‘How to Murder Your Husband’ Author Jailed for Life for Spouse’s Murder

Murder, she wrote: Novelist Nancy Crampton Brophy, who wrote ‘How to Kill Your Husband’, was sentenced to life imprisonment for the murder of his wife

Luis ROBAYO

Text size

An American writer who wrote a tract titled “How to Murder Your Husband” was sentenced to life in prison on Monday for fatally shooting his husband.

Nancy Crampton Brophy, 71, will be able to seek parole in 25 years, a judge in the northwestern Oregon state told her.

Crampton Brophy’s month-long murder trial heard how the author used a gun barrel bought on eBay to kill her husband in the hope of raising hundreds of thousands of dollars in life insurance.

The weapon, which she said had been acquired as part of the search for a new novel, was never found.

Chef Daniel Brophy was found on the floor of a classroom at a now defunct culinary institute where he worked in June 2018. He had been shot twice.

CCTV footage showed his wife driving in the area at the time.

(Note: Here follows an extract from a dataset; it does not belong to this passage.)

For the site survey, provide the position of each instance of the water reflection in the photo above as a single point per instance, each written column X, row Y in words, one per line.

The author, whose ‘Wrong Never Felt So Right’ novel series includes ‘The Wrong Husband’ and ‘The Wrong Lover’, claimed she had no memory of being there, but assumed she reportedly been around the neighborhood trying to get inspiration for a new work of fiction.

Crampton Brophy, whose lawyers said last month they would appeal the verdict, has denied the killing, insisting years of financial struggle were behind the couple and she had no reason to kill her husband.

“Where’s the motivation? I’d ask you,” Crampton Brophy said as she sparred with the prosecutor during her trial.

“An editor would laugh and say, ‘I think you need to work harder on this story, you’ve got a big hole in it. “”

Her blog post “How to Kill Your Husband”, which is still available online, discusses methods and motivations for sending an unwanted spouse.

These include financial gain and the use of a gun, although guns are noted to be “noisy, messy, require some skill”.

“But what I do know about murder is that each of us has it in us when pushed far enough,” the essay says.